As someone with experience in the markets, the trades where my friend claimed huge profits were easily recognized as highly unlikely or flat out impossible (I checked the numbers). The behavior was bizarre - he's never shown any interest in the markets at all but now sends screen shots as if he's Jordan Belfort.

It's yet another wrinkle to a narcissistic trend that doesn't seem to be mitigating with age. Again, it's not my problem, but it's still very unpleasant to witness.
 

Pointy Elbows

Kingfisher
Orthodox
Train wreck, indeed. Having lost judgements already and still avoiding paying the man... Maybe he can work out a payment plan. The Feds would rather keep him alive and making money than crush him out in one turn.

Still, if he avoids it all, then he'll wake up some day with his accounts locked up. Financial institutions simply get served a notice by the Feds to freeze an account, and it is done immediately. No negotiation. The government may be slow, but the wheels don't stop.

Good thing you got away from him when you did, biz wise. Collection agencies/firms are now asking for ALL kinds of contact info. I turned an account to collections this year and they wanted contact info on friends, family, other vendors, ex-wife... The guy is a problem customer and I was happy to unload him, but was surprised at how aggressive they were.
 

SlickyBoy

Hummingbird
Train wreck, indeed. Having lost judgements already and still avoiding paying the man... Maybe he can work out a payment plan. The Feds would rather keep him alive and making money than crush him out in one turn.

Still, if he avoids it all, then he'll wake up some day with his accounts locked up. Financial institutions simply get served a notice by the Feds to freeze an account, and it is done immediately. No negotiation. The government may be slow, but the wheels don't stop.

Good thing you got away from him when you did, biz wise. Collection agencies/firms are now asking for ALL kinds of contact info. I turned an account to collections this year and they wanted contact info on friends, family, other vendors, ex-wife... The guy is a problem customer and I was happy to unload him, but was surprised at how aggressive they were.
My business relationship was brief and limited, so way the credit card people can legitimately come after me. It's the IRS bullet I am glad I dodged. If my names were on any official documents or anything showing controlling interest, I'd probably be screwed too.

Now that you mention it, I am wondering how much longer the IRS will wait to start taking action against the defunct corporation and come after his assets. There are already liens against the defunct business entity. Once they get past the corporate veil, the next step would be a levy on everything they can reach - bank, vehicles, real property, etc. There are rules they have to follow and time limitations, but I would be surprised if they let go, given the amount owed.

I got curious and checked the court records - lo and behold, the credit card company also tried to take him to small claims court a year or so ago. The records show they tried to serve him twice, once electronically and once by sheriff at his address, but both times the reason listed was "moved" or "not living there." I know for a fact he still lives at the same address, so I don't know how he dodged the in person summons - unless maybe his fiancee is in on the scam and lied about him no longer being at that address?

I hope that isn't the case, but if so, well, they're made for each other - to hell with both of them.
 

Pointy Elbows

Kingfisher
Orthodox
Dodgy small business customers (mostly contractors) are a specialty of mine!
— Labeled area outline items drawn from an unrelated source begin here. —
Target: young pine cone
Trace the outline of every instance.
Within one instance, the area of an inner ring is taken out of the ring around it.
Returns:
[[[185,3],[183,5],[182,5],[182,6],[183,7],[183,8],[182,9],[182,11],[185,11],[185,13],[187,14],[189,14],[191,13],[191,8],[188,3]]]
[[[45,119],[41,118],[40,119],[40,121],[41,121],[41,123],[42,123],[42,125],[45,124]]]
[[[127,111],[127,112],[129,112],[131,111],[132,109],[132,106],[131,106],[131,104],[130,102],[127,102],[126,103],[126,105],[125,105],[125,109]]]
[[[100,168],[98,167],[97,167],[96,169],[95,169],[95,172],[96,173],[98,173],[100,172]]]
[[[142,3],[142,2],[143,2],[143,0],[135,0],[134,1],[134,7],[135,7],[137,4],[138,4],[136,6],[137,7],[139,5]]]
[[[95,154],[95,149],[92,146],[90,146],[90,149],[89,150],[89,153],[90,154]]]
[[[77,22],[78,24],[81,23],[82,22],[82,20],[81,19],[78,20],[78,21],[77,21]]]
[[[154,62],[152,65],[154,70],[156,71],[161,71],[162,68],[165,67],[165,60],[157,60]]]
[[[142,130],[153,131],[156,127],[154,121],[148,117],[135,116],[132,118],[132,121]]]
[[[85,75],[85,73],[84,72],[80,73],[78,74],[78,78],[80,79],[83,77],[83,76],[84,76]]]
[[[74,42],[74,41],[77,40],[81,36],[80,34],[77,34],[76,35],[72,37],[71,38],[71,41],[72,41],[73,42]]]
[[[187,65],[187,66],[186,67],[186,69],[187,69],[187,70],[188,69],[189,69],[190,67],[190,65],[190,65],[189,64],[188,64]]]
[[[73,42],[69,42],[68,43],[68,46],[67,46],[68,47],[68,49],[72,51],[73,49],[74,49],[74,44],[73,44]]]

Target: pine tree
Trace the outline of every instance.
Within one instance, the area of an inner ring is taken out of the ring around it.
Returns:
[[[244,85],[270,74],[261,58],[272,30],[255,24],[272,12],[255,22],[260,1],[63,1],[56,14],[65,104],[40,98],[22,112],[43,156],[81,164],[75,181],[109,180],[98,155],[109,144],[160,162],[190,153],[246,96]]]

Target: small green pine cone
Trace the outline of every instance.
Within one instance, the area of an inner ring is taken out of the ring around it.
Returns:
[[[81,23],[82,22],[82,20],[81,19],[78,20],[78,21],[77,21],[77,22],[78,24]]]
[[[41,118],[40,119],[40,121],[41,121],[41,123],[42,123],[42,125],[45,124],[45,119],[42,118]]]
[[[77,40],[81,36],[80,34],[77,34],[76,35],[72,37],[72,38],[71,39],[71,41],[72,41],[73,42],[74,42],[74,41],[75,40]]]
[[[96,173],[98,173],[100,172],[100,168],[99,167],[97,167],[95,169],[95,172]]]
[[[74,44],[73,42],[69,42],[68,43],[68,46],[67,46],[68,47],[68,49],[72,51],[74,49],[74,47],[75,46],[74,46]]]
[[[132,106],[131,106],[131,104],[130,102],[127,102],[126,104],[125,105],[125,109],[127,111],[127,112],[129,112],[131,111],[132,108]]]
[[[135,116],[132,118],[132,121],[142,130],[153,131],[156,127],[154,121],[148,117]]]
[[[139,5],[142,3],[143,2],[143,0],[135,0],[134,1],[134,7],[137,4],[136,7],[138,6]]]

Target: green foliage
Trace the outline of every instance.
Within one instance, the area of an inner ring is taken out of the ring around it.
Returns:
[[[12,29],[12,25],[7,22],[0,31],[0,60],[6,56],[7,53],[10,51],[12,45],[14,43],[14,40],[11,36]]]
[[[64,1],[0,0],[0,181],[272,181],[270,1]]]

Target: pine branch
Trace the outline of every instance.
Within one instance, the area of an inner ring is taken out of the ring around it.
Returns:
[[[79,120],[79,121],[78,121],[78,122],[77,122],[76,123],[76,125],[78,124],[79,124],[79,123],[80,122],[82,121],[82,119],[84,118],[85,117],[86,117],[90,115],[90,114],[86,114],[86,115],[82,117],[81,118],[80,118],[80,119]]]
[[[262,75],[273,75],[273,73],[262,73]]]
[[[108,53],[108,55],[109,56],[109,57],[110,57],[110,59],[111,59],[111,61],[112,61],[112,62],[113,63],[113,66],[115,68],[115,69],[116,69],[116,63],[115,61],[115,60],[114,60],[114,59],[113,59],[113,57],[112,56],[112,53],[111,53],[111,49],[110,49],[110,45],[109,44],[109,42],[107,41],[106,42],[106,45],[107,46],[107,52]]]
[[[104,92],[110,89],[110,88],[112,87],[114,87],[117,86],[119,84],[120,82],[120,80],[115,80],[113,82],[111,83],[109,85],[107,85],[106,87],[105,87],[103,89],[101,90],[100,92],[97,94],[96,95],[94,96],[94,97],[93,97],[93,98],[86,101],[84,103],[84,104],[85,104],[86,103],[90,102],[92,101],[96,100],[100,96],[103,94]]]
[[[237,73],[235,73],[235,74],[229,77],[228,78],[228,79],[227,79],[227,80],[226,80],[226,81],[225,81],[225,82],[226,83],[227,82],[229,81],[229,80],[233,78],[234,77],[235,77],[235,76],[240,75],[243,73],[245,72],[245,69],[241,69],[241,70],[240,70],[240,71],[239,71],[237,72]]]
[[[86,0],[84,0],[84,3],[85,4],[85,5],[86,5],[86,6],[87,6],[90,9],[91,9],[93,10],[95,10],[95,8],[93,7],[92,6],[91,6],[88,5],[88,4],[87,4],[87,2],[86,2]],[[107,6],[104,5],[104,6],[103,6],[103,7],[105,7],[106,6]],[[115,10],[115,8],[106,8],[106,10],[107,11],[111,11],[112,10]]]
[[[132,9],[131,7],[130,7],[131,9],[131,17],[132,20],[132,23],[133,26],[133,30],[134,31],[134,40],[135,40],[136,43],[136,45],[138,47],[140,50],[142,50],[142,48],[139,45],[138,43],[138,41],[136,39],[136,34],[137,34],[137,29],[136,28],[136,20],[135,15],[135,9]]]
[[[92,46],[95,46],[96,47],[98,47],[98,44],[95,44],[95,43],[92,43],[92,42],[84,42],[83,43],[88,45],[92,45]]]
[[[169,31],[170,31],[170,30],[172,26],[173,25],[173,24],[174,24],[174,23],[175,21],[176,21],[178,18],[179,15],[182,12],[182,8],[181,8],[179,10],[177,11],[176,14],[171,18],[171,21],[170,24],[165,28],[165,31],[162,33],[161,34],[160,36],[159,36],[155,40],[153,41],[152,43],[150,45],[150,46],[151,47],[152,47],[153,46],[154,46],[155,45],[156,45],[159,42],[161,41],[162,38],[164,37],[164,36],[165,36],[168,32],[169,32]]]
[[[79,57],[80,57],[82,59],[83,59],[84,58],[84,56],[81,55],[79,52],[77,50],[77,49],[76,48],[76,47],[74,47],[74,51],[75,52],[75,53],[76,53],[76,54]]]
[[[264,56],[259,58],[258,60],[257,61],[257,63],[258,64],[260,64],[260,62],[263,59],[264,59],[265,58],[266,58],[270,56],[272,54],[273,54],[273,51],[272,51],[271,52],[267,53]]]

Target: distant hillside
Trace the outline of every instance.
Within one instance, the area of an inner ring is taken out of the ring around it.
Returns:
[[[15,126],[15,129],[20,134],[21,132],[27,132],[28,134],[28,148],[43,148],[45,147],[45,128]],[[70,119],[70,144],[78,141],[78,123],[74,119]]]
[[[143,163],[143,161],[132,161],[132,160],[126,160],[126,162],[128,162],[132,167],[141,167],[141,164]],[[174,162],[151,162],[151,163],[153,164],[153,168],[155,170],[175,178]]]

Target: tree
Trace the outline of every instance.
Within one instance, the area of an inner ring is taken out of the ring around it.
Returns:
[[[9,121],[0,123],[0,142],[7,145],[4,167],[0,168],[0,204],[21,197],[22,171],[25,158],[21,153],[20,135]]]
I've had customers that re-incorporated 3 or more times in 10 years. Sometimes, they drag in a new "Partner," get him to sign the personal guarantees with vendors, run up a tab, and stiff the new guy. I've twice seen brothers do this to each other! Of course, they do the same thing with taxes. Everybody is a partner when the money is coming in. Everybody disappears when it's time to pay the bills.

You dodged a bullet, staying out of any interest other than as an employee with a card. Good for you.